Jesus worked on Chuck’s heart during his legal troubles and the time he spent in the slammer. He came out a new man. God placed on his heart a passion to reach out to those usually abandoned by society, and Chuck shared the gospel with them. He was a forceful yet eloquent advocate for incarcerated souls.
While I didn’t know Chuck personally, he was a mentor all the same. I admired his tenacity on behalf of inmates who hold no political power—very similar to our work protecting unborn babies. I and others watched Chuck from afar to see if he was the real deal. He was.

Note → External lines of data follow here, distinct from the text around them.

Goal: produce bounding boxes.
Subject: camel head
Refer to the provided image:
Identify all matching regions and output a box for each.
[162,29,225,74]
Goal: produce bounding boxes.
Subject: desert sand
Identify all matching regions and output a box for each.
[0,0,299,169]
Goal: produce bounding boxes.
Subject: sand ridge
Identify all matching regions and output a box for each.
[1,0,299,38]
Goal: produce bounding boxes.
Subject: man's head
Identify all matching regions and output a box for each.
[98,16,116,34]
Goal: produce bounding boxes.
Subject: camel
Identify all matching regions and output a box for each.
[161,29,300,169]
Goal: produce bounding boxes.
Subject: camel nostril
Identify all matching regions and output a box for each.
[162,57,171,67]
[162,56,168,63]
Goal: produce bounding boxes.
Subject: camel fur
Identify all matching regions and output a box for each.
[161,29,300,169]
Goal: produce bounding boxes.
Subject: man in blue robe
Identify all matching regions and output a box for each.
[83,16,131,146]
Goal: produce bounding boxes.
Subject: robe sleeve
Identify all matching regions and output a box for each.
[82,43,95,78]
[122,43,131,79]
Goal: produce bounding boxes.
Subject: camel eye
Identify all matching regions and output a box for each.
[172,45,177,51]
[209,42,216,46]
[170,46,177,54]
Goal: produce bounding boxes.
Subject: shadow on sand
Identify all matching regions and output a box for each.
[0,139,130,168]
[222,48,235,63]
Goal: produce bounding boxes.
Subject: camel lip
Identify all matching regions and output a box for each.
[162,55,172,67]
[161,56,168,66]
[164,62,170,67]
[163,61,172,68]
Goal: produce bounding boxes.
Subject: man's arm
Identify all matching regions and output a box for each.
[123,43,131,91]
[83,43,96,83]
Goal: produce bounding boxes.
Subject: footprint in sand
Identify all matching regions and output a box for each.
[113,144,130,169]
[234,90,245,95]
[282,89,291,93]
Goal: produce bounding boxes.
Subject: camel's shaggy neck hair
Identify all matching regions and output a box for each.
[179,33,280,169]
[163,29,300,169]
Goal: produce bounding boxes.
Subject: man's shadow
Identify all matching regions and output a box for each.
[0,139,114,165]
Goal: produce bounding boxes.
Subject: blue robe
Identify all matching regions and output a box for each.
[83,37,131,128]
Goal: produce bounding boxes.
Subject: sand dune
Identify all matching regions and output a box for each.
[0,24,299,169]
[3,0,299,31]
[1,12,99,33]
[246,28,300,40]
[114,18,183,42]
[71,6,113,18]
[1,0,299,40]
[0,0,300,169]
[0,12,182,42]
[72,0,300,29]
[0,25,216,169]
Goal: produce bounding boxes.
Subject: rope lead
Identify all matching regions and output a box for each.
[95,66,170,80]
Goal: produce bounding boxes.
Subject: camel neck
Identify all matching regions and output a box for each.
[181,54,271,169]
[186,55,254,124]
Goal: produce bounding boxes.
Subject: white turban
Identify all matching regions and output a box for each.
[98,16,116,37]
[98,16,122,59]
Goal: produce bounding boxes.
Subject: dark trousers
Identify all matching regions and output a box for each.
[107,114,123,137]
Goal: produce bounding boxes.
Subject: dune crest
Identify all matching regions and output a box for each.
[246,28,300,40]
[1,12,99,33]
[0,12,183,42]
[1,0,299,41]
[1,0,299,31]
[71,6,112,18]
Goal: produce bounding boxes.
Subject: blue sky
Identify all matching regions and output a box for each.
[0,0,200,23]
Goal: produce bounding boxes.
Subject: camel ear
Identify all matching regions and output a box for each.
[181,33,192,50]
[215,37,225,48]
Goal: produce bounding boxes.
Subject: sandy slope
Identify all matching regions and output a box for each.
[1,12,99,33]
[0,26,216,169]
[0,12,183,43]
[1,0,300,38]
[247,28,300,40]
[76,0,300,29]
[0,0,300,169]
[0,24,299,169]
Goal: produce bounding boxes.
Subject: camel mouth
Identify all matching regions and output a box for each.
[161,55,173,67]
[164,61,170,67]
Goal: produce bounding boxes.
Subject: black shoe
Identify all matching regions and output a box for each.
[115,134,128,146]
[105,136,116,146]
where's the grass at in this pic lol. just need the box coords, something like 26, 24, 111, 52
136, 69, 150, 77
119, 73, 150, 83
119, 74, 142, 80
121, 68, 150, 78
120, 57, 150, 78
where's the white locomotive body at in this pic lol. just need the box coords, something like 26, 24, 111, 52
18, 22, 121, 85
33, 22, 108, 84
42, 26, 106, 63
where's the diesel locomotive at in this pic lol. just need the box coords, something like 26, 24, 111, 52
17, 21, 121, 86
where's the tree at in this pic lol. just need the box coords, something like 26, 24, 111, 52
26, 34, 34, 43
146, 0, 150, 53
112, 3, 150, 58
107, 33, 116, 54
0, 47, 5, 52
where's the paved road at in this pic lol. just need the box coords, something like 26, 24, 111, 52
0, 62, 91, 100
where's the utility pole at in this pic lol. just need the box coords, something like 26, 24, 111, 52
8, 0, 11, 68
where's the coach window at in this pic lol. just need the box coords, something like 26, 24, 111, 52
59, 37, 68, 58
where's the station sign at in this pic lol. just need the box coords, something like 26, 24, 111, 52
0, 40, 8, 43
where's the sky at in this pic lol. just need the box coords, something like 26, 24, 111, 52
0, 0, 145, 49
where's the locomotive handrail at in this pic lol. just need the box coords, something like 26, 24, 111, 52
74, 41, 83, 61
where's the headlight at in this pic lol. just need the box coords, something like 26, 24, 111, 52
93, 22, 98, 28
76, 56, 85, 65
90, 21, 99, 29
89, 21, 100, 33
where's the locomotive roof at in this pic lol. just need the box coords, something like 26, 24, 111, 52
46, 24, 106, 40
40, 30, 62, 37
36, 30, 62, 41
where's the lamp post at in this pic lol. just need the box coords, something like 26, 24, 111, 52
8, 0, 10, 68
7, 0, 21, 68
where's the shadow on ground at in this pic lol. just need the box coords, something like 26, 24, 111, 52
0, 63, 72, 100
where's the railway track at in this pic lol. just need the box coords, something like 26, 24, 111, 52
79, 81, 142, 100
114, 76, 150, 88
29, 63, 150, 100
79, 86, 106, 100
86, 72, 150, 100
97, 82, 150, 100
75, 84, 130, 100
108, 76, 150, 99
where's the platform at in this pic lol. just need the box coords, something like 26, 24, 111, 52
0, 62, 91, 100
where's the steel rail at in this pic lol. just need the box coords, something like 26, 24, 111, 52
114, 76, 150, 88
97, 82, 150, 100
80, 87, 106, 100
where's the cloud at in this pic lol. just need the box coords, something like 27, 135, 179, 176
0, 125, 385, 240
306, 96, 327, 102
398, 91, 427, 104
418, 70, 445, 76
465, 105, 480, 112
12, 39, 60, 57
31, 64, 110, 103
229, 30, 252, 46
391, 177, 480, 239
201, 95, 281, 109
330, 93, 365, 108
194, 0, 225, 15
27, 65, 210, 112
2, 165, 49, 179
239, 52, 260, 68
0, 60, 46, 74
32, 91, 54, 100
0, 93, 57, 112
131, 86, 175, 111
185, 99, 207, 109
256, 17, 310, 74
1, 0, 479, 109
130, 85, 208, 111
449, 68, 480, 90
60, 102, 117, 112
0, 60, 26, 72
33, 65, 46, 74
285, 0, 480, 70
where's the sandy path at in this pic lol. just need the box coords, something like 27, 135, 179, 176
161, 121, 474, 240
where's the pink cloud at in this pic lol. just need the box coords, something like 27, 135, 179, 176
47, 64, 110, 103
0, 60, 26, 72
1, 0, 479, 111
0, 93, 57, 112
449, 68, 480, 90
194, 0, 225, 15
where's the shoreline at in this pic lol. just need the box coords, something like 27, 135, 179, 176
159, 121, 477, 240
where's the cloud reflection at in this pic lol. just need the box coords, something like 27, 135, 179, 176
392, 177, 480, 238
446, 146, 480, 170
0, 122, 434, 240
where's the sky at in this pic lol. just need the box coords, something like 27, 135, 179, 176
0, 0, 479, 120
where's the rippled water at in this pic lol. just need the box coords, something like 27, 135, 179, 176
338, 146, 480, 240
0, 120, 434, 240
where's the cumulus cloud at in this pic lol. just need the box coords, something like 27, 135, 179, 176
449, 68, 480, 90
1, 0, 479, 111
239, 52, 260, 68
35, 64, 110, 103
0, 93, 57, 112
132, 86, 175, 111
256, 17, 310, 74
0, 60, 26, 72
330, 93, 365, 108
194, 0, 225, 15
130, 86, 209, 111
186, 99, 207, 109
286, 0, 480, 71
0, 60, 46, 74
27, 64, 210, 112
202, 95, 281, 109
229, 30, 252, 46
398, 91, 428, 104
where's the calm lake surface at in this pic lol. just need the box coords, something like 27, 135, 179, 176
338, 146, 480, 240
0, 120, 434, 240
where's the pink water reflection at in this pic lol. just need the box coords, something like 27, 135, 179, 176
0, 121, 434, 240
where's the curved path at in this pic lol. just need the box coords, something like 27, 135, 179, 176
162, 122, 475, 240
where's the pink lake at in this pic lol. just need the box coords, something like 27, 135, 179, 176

Some people’s spiritual failures happen in public, while others of us slip-up in relative anonymity. Chuck’s fall was under the microscope of the worldwide media. In one regard, that’s what makes his success of leading Prison Fellowship all the more a sweet victory. The Bible is full of God using the most unexpected, undeserving and ill-equipped people to further His kingdom—murderers, adulterers, liars, cheats and cowards. Even during his spiritually dark time, Chuck Colson looked like a boy scout in comparison.
Chuck served the Lord with the passion of a redeemed soul who has dramatically experienced the gift of underserved grace. His personal walk made him painfully aware of how little any of us deserve God’s love and mercy. Chuck’s gratefulness to the Lord was evident in his daily work with Prison Fellowship.
Hopefully, we’ll all pause and reflect on the life of this godly man and remember his family in our prayers. May we strive to replicate in our own lives and ministries Chuck Colson’s passion and love for his Savior that was reflected in the way he viewed the least among us. The world is a better place because of him, and in what Prison Fellowship has yet to achieve.